Ich denke, in ihrem langen Leben haben Simeon und Hanna auch geklagt. Sie werden auch Bitteres erlebt haben und das ihrem Gott geklagt haben. So haben sie an Gott festgehalten. Ob sie gespürt haben, dass er sie hält? Sie waren ihr ganzes Leben lang bis ins hohe Alter hoffende Menschen. Sie waren offen. Offen für das, was kommt. Offen für Gott. Menschen des Gebetes, die in der Gegenwart Gottes leben. Nicht verbittert. Nicht nur offen für Gott, sondern offen für die Menschen, auf die sie treffen. Und so kommt es zu dieser wunderbaren Begegnung:

Und siehe, in Jerusalem lebte ein Mann namens Simeon. Dieser Mann war gerecht und fromm und wartete auf den Trost Israels und der Heilige Geist ruhte auf ihm. Vom Heiligen Geist war ihm offenbart worden, er werde den Tod nicht schauen, ehe er den Christus des Herrn gesehen habe. Er wurde vom Geist in den Tempel geführt; und als die Eltern das Kind Jesus hereinbrachten, um mit ihm zu tun, was nach dem Gesetz üblich war, nahm Simeon das Kind in seine Arme und pries Gott mit den Worten:

Nun lässt du, Herr, deinen Knecht, wie du gesagt hast, in Frieden scheiden. Denn meine Augen haben das Heil gesehen, das du vor allen Völkern bereitet hast, ein Licht, das die Heiden erleuchtet, und Herrlichkeit für dein Volk Israel. Sein Vater und seine Mutter staunten über die Worte, die über Jesus gesagt wurden. … Damals lebte auch Hanna, eine Prophetin, eine Tochter Penuëls, aus dem Stamm Ascher. Sie war schon hochbetagt. Als junges Mädchen hatte sie geheiratet und sieben Jahre mit ihrem Mann gelebt; nun war sie eine Witwe von vierundachtzig Jahren. Sie hielt sich ständig im Tempel auf und diente Gott Tag und Nacht mit Fasten und Beten. Zu derselben Stunde trat sie hinzu, pries Gott und sprach über das Kind zu allen, die auf die Erlösung Jerusalems warteten.
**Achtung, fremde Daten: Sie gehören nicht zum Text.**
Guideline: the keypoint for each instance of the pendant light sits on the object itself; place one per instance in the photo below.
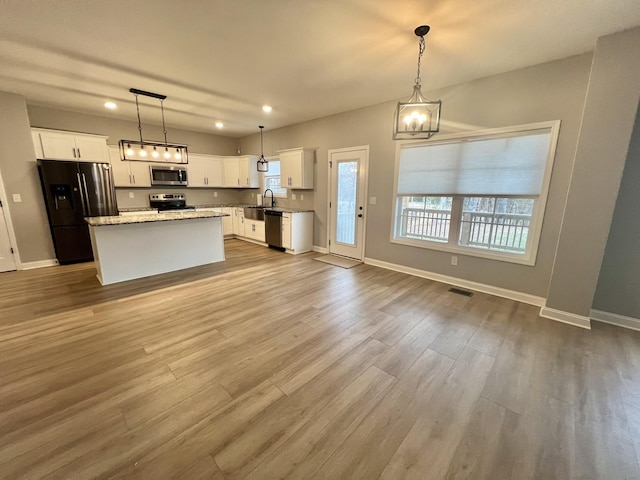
(417, 117)
(263, 164)
(139, 149)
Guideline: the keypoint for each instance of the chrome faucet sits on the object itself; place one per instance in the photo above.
(273, 201)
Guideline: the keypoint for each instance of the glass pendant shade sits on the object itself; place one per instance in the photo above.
(417, 117)
(263, 164)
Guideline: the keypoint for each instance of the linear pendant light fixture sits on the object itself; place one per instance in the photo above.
(417, 118)
(263, 164)
(145, 151)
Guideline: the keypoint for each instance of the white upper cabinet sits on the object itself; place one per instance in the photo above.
(296, 168)
(128, 174)
(205, 170)
(241, 172)
(59, 145)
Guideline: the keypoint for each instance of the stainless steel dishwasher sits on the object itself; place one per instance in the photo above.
(273, 228)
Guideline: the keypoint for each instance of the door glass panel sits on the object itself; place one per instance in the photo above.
(347, 197)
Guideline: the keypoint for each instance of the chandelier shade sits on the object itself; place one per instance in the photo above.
(152, 151)
(263, 163)
(417, 118)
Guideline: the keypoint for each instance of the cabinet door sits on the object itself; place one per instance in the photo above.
(232, 172)
(196, 170)
(120, 169)
(140, 173)
(60, 146)
(227, 222)
(296, 169)
(286, 232)
(215, 171)
(91, 149)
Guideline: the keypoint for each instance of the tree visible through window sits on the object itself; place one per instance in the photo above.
(484, 192)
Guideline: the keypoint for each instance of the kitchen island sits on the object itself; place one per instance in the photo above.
(135, 246)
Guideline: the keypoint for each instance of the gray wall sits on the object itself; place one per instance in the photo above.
(609, 114)
(618, 289)
(551, 91)
(20, 175)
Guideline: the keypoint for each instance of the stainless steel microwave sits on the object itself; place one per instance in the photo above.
(168, 175)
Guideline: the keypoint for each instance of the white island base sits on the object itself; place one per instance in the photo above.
(125, 251)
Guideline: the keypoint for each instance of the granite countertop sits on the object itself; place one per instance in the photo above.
(288, 210)
(149, 217)
(138, 209)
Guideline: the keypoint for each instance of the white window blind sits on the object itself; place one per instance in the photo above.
(506, 165)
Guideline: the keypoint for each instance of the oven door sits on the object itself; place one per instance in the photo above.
(168, 175)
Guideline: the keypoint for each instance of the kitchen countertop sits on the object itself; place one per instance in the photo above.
(288, 210)
(149, 217)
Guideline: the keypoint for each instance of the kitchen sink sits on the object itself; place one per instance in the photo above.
(254, 212)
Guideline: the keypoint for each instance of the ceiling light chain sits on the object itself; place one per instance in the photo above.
(128, 153)
(263, 164)
(417, 118)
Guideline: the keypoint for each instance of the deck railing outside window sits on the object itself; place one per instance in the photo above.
(503, 232)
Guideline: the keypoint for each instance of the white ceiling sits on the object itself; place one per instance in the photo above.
(221, 60)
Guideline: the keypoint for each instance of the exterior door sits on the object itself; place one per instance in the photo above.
(348, 193)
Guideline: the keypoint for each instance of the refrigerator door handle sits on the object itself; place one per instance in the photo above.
(83, 194)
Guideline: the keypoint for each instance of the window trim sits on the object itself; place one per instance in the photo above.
(263, 179)
(537, 216)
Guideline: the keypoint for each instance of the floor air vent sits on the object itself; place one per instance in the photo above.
(466, 293)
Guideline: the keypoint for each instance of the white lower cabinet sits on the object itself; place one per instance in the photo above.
(254, 229)
(297, 232)
(238, 221)
(227, 221)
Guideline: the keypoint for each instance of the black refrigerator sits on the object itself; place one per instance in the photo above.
(73, 191)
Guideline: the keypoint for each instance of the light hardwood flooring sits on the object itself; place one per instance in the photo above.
(274, 366)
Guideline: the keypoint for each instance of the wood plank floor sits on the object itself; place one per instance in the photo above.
(274, 366)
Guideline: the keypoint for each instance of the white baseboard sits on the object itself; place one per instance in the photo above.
(38, 264)
(459, 282)
(615, 319)
(566, 317)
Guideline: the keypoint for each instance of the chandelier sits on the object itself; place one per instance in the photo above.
(147, 151)
(417, 118)
(263, 164)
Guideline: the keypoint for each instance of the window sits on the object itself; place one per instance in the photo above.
(272, 179)
(480, 193)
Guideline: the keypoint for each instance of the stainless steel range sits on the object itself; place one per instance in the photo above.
(170, 202)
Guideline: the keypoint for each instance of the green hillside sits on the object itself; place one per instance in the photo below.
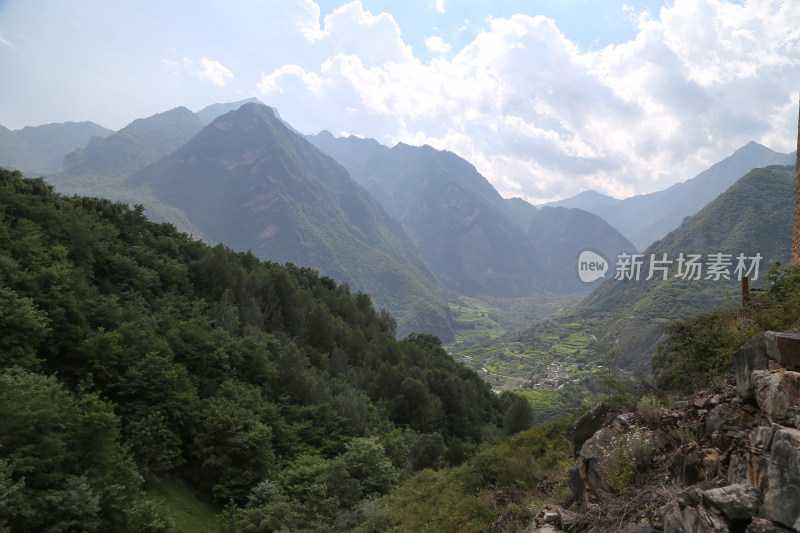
(249, 181)
(42, 148)
(754, 216)
(134, 361)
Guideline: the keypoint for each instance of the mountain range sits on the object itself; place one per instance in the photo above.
(753, 217)
(477, 242)
(646, 218)
(41, 149)
(413, 226)
(252, 183)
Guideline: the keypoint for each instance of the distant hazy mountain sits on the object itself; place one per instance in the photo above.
(754, 216)
(648, 217)
(560, 234)
(591, 201)
(41, 149)
(454, 216)
(250, 182)
(211, 112)
(477, 242)
(140, 143)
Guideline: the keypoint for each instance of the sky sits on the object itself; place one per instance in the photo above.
(545, 98)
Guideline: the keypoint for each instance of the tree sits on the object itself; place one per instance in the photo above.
(519, 415)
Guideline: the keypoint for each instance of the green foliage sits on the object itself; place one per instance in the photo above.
(160, 360)
(63, 466)
(697, 350)
(630, 455)
(518, 416)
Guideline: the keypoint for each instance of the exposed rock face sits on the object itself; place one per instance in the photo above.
(777, 393)
(782, 503)
(769, 351)
(726, 461)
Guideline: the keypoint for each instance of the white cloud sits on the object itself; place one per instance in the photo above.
(273, 82)
(542, 119)
(436, 45)
(4, 42)
(215, 72)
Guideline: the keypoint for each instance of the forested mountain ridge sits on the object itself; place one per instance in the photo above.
(249, 181)
(477, 242)
(42, 148)
(130, 352)
(754, 216)
(646, 218)
(140, 143)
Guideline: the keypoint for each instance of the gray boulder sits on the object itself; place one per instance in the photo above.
(782, 501)
(777, 393)
(737, 503)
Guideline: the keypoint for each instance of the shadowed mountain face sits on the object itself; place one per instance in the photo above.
(454, 216)
(211, 112)
(252, 183)
(41, 149)
(477, 242)
(648, 217)
(754, 216)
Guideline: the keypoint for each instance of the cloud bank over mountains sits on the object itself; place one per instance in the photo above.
(544, 106)
(542, 118)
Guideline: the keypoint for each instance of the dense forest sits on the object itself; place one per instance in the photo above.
(130, 353)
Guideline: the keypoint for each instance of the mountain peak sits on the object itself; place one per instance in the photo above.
(211, 112)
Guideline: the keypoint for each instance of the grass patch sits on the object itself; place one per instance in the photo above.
(190, 513)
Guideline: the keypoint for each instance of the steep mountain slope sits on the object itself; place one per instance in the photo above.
(477, 242)
(560, 234)
(648, 217)
(42, 148)
(754, 216)
(208, 114)
(140, 143)
(249, 181)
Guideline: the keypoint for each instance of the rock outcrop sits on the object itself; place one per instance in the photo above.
(726, 461)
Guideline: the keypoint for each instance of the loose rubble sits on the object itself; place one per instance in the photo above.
(726, 461)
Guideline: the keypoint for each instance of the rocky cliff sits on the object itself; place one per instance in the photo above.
(726, 461)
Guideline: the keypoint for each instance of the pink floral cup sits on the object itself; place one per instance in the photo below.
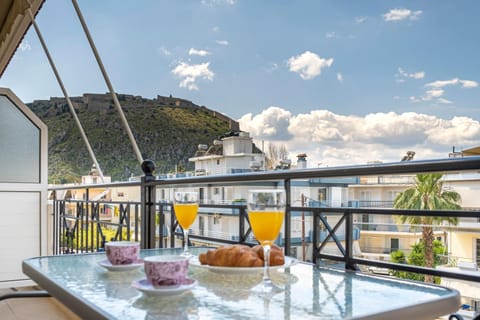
(122, 252)
(166, 270)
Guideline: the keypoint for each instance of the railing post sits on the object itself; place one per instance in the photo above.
(349, 265)
(288, 217)
(148, 200)
(316, 221)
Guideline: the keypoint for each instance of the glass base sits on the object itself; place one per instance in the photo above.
(267, 288)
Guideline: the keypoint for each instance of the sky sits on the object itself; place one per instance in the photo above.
(346, 82)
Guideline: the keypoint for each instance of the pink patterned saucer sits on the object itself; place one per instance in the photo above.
(120, 267)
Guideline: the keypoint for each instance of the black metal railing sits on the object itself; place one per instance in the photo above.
(151, 214)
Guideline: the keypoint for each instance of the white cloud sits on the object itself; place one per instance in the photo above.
(360, 19)
(402, 14)
(333, 139)
(443, 83)
(414, 75)
(308, 64)
(469, 83)
(433, 93)
(444, 101)
(196, 52)
(190, 73)
(223, 42)
(164, 51)
(211, 3)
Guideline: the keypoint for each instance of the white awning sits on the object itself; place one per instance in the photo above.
(14, 23)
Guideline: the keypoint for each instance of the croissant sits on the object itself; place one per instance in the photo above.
(240, 256)
(276, 254)
(231, 256)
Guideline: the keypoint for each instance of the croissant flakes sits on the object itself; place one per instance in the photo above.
(241, 256)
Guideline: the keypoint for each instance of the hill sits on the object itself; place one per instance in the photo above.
(167, 130)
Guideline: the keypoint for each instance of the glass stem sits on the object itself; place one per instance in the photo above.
(185, 241)
(266, 258)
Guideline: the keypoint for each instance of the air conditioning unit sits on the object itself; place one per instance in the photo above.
(200, 172)
(467, 265)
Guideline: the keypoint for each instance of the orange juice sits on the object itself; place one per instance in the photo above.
(186, 213)
(266, 225)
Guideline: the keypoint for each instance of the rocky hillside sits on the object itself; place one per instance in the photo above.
(167, 130)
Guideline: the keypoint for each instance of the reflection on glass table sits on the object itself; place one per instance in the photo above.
(310, 292)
Das Gebet zur Segnung der Kerzen am 2. Februar beginnt:

„Gott, du Quell und Ursprung allen Lichtes, du hast am heutigen Tag dem greisen Simeon Christus geoffenbart als Licht zur Erleuchtung der Heiden.“*

Dass Christus auch unser Herz erleuchtet, wenn wir ehrlich klagen, darum können wir heute am Fest bitten. Das geht manchmal nicht ohne den Weg der Klage. Was auf diesem Weg passiert, wissen wir nicht. Aber ohne die Klage ist unser Glaube Schönfärberei. Gott hält unsere Klage schon aus. Und wandelt. Eines Tages.

* Aufmerksamen Leser*innen wird auffallen, dass - anders als im Bibeltext - Hanna da nicht gebraucht wird.